Not everyone was impressed. Dzmitry BahdanauAI researcher and associate professor at McGill University in Montreal, highlighted on Twitter that many CodeForce participants are high school or college students – and the time constraints on their problem solving have less impact on a pre-trained AI system.
But more importantly, AlphaCode’s process involves filtering a torrent of AI-generated code to find one that actually solves the problem at hand, so “the vast majority of programs generated by AlphaCode are fake.”
So, while it’s a promising direction to explore, Bahdanau doesn’t think it’s a programming milestone: “It’s not AlphaGo in terms of beating humans and not AlphaFold in terms of revolutionizing an entire field of science. We have work to do.
AI is not coming for your work as a developer https://t.co/DCIkvqRfdL
— TNW (@thenextweb) February 14, 2022
But where does this lead? Just before the conclusion of their paper, the AlphaCode researchers added two sentences noting the dystopian possibility that code-generating capabilities “could lead to systems that can write themselves and improve recursively, rapidly leading to more and more advanced systems”.

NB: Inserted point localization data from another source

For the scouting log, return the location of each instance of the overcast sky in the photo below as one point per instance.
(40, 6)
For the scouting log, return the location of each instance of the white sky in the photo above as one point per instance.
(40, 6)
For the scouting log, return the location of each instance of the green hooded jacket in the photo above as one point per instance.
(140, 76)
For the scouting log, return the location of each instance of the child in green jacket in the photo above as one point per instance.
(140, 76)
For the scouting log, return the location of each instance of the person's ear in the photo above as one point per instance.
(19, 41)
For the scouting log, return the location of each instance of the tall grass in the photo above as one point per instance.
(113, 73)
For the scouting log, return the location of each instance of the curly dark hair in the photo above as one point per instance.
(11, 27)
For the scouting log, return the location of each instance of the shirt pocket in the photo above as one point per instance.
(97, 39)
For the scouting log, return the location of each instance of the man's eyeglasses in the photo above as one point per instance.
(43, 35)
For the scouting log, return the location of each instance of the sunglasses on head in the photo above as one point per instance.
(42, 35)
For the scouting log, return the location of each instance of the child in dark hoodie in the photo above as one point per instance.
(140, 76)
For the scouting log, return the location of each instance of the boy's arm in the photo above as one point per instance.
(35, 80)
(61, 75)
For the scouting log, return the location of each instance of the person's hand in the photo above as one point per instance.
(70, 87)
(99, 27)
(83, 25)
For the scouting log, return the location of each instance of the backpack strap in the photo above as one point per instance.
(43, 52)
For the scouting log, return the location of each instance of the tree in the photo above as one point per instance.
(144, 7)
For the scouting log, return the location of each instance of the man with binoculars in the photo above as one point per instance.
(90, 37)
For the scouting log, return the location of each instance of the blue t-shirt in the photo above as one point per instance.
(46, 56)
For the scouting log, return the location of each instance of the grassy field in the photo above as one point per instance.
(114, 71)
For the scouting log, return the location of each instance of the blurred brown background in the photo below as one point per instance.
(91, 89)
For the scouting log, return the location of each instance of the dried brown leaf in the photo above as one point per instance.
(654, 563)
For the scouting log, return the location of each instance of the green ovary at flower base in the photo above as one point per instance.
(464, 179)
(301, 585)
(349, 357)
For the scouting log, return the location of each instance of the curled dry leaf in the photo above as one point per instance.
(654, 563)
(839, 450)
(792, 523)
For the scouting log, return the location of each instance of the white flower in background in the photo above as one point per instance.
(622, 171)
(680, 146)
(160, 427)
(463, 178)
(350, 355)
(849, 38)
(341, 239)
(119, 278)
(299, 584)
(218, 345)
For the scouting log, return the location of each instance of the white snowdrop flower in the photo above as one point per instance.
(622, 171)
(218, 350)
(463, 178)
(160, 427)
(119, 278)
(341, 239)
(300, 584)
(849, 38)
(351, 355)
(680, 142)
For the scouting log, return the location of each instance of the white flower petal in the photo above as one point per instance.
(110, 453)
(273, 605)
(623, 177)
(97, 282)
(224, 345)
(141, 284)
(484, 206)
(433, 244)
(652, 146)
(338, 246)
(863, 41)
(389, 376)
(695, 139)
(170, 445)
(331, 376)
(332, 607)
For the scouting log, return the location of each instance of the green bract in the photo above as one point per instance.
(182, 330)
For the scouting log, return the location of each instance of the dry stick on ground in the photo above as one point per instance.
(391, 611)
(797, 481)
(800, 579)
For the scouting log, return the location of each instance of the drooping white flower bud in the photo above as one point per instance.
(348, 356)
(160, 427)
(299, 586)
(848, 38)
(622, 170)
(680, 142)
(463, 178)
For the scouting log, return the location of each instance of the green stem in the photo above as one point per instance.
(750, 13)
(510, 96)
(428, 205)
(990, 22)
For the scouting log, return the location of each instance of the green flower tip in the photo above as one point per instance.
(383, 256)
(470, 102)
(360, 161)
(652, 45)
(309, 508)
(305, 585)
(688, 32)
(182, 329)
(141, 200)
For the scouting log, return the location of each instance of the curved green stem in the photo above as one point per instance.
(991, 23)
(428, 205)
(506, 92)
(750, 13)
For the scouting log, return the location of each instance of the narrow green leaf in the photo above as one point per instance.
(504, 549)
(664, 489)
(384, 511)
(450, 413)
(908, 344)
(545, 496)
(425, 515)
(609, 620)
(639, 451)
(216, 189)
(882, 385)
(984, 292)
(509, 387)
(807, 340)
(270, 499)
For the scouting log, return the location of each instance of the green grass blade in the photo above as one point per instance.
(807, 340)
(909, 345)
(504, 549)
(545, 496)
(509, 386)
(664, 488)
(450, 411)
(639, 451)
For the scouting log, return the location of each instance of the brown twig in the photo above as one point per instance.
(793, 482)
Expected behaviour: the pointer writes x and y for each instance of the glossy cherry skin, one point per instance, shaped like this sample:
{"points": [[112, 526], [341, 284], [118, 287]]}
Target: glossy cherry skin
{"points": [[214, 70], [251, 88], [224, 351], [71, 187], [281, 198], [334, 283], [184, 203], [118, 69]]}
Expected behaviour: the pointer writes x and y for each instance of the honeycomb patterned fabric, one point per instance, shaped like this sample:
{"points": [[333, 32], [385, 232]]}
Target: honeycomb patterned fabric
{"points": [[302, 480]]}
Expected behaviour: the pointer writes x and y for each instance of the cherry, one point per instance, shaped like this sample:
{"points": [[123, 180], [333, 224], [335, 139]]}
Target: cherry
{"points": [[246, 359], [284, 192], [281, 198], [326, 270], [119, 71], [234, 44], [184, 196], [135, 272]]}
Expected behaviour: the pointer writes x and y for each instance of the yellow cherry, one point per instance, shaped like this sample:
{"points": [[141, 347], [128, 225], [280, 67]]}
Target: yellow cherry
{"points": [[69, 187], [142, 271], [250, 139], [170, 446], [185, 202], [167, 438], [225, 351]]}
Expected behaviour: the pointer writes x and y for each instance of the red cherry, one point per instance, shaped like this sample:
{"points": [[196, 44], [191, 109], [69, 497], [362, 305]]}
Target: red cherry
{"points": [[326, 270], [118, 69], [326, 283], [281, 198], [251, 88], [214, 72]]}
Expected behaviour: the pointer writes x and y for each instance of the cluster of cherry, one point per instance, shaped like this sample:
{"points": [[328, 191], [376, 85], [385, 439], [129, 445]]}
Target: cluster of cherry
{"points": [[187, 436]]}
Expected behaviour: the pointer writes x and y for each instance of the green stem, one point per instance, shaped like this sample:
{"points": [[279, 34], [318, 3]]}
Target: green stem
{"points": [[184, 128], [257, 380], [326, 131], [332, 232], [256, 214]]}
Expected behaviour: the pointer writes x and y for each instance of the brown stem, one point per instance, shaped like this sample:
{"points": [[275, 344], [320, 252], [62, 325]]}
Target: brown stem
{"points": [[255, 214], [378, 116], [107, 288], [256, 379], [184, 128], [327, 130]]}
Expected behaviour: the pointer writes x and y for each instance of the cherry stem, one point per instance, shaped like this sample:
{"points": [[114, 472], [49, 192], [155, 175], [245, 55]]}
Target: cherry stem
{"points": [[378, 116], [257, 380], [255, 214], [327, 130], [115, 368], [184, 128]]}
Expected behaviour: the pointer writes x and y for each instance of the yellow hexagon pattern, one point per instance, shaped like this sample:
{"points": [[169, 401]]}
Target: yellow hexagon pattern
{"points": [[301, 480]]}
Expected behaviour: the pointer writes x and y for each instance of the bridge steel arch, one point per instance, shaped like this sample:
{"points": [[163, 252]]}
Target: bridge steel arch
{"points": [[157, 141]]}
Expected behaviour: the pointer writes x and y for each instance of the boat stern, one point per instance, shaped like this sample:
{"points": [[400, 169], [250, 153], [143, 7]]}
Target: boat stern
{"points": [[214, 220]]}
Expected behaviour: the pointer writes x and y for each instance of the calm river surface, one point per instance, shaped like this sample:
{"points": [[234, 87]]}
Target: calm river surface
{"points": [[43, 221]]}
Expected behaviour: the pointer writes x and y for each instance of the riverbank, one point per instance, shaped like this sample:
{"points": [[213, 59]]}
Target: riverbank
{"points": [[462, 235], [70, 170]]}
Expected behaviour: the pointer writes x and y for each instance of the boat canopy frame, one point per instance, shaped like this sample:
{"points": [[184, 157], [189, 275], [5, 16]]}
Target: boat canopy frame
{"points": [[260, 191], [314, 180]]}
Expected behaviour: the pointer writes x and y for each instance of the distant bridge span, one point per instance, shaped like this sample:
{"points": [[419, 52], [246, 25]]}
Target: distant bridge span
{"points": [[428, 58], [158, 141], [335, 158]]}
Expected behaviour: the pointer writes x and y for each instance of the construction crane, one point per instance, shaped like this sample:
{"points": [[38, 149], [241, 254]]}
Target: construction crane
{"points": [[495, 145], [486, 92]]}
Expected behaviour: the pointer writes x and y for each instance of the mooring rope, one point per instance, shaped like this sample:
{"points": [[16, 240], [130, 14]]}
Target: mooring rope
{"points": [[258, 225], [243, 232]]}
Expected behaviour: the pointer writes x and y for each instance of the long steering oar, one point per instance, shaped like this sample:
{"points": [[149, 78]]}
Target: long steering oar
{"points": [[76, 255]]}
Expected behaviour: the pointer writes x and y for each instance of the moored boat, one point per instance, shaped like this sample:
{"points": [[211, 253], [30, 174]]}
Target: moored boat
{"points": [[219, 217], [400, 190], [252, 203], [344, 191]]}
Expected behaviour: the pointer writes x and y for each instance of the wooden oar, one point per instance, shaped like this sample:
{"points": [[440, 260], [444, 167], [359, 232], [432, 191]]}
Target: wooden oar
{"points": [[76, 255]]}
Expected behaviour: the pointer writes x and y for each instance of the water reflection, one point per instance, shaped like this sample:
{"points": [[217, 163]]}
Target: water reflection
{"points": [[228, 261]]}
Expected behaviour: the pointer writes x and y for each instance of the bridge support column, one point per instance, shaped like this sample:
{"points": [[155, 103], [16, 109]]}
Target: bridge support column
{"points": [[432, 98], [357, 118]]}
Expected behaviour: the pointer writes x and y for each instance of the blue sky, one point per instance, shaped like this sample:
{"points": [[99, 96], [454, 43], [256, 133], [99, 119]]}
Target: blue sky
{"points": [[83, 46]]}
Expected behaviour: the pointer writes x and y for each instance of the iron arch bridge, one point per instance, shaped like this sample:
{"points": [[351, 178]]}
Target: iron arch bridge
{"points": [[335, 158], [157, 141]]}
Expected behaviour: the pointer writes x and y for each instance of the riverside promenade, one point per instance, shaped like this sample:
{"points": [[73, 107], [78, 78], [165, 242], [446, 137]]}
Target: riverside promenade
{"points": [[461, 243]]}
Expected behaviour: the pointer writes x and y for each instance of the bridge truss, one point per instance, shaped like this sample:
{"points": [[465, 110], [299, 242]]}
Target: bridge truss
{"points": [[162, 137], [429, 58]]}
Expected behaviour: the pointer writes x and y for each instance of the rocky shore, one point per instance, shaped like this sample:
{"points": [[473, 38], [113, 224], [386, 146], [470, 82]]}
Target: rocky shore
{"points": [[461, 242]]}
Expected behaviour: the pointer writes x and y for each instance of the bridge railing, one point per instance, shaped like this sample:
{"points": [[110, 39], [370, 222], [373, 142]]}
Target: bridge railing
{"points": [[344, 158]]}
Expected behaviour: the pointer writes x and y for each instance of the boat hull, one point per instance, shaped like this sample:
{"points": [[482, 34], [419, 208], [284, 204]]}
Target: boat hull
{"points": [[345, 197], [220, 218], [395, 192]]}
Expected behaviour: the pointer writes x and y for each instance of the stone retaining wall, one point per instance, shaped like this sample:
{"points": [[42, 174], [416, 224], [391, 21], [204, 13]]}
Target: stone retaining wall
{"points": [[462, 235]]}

Their article also mentions another disastrous possibility: “an increase in the supply and a decrease in the demand for programmers”.
Fortunately, there are already historical precedents for how this will play out, and the article claims that “previous instances of partial programming automation (e.g., compilers and IDEs) have only moved the programmers to higher levels of abstraction and opened the field to more people.”
For at least some programmers, this has already caused some concern. Recently a programming student on Hacker News complained about “AlphaCode Anxiety(as well as concerns about the GitHub co-driver). “Now I feel like I’m racing against time until the career I’ve worked so hard for gets automated,” the student wrote.
When a blog post on CodeForces said “The future has arrived”, a worried programmer even claimed that “there is a limit to what humans should automate”. The programmer added emphatically that the DeepMind developers who built AlphaCode “believe they are irreplaceable, but they would be the first to be replaced.”
But the fact that AlphaCode finished in the bottom half was also met with very human bashing.
“AI is such a noob,” replied the first commenter.